We conducted histological analysis of KikR+ DCs and KikG+KikR− DCs in the SDLNs. Because of the technical reasons described in SI Materials and Methods, we prepared vibratome slices of unfixed LNs instead of cryosections of fixed LNs. After 9 d of daily illumination, when the photoconversion-based color separation of migratory DCs and LN-resident DCs in the SDLNs had been already achieved (Fig. 3 A and B), the migratory DCs and LN-resident DCs were both found in the deep T-cell zone. LN-resident DCs, but not migratory DCs, were distributed also in other parts of the LNs, including the region close to the LN capsule (Fig. 3C). Two-photon microscopy analysis of intact LNs showed that migratory DCs and LN-resident DCs together form the meshwork, through which naive T cells migrate (Fig. S3F and Movies S3 and S4).

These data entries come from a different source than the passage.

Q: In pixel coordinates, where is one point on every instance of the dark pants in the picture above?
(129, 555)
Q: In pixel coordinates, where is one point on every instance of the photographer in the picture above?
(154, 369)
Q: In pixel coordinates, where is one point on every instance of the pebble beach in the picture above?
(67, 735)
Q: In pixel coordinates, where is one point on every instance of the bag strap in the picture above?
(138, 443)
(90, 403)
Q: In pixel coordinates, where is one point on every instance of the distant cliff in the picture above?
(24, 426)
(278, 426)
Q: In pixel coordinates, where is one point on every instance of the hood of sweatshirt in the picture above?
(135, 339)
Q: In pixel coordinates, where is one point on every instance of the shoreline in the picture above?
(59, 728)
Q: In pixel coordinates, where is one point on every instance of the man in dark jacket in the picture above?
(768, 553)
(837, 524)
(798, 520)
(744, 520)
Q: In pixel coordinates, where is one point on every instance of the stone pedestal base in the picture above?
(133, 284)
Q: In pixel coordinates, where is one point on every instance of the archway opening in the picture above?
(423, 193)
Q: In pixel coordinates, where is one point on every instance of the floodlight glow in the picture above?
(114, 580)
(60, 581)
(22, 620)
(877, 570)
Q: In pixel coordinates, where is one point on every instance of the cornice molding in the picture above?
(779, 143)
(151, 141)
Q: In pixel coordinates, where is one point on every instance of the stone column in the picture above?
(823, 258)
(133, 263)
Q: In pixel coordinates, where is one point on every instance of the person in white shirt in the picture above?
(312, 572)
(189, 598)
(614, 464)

We tracked the dynamics of Xcr1-expressing CD103hi DCs after their arrival in the SDLNs. One day after skin illumination, KikR+ DCs were found in the cortical half of the Xcr1-expressing DC-rich area in the T-cell zone (Fig. 3D). Two days after illumination, KikR+ DCs infiltrated more extensively in the Xcr1-expressing DC-rich area, and 3 d after illumination, some of them reached the most medullary side of the T-cell zone (Fig. 3 E and F). These results indicate that after leaving the skin, migratory DCs infiltrate into the deep T-cell zone of the SDLNs in 3 d.
Antigen-Specific CD8+ T Cells Preferentially Interact with Migratory CD103hi DCs That Have Newly Arrived in the SDLNs.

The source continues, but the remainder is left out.